Onun bu konudaki başarısı da Fenerbahçe’nin tepeden delinme problemine de bu şekilde yardımcı oluyor. Kalinic, pozisyonuna göre büyük cüssesi ve uzun kollarıyla Fenerbahçe savunmasının alanı daraltmasını sağlıyor. Alan daralınca da rakip kısanın tepeden deldikten yada ikili oyun oynadıktan sonra opsiyonları azalıyor ve hata yapma ihtimali artıyor.
Dün ilk defa bu Fenerbahçe kadrosunda sağlıklı Kalinic’in savunmada neler değiştirebileceğini gördük ama onun yanında diğer kısalarda ilk kez bir büyük maçta savunmada iyi iş çıkardı. Wanamaker ve Datome‘nin birkaç pozisyonu dışında Fenerbahçe kısalarının savunma istekleri ve konsantrasyonları çok yüksekti. Ki özellikle ilk yarıda çıkan faul düdüğü sayısının çokluğunu düşünürsek bunu maçın ikinci yarısında devam ettirebilmek Fenerbahçe adına önemliydi.

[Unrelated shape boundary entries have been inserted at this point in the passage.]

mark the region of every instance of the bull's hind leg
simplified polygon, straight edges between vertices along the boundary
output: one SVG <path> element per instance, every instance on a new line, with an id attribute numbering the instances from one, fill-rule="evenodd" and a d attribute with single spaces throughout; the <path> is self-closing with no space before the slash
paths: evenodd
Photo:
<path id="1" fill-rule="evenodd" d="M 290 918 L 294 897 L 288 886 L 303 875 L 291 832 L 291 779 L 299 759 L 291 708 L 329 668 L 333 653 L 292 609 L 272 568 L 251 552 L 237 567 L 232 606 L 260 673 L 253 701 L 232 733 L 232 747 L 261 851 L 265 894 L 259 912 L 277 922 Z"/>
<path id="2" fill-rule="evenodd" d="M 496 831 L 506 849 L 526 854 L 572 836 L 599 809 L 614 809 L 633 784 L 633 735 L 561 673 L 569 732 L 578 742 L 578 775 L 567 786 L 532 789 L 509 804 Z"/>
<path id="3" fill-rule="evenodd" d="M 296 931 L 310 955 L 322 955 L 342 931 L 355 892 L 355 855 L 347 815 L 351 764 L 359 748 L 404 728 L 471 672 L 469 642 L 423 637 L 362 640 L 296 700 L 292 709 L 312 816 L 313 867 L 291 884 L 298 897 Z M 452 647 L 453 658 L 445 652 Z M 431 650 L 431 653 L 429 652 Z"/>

Fenerbahçe, Kalinic’in dönmesi, diğer kısalarının savunmada daha konsantre olması ve Obradovic’in uzunlarından savunmada verim alış şeklini değiştirmesiyle gemideki ana deliği büyük oradan kapatmayı başardı. Büyük oradan diyorum çünkü Fenerbahçe, en üst seviyede oynarken bu agresifliği bir dakika bile kaybetmemek zorunda ve normal sezonda zaman zaman bu konuda dalgalanmalar görebiliriz.
Ama Fenerbahçe’nin Real Madrid gibi EuroLeague’in en iyi iki hücum takımlarından birine karşı, bu performansı sergilemesi, en üst seviyede bunu yapabileceğini kanıtlıyor ve sezonun bu aşamasındayken bu yeterli.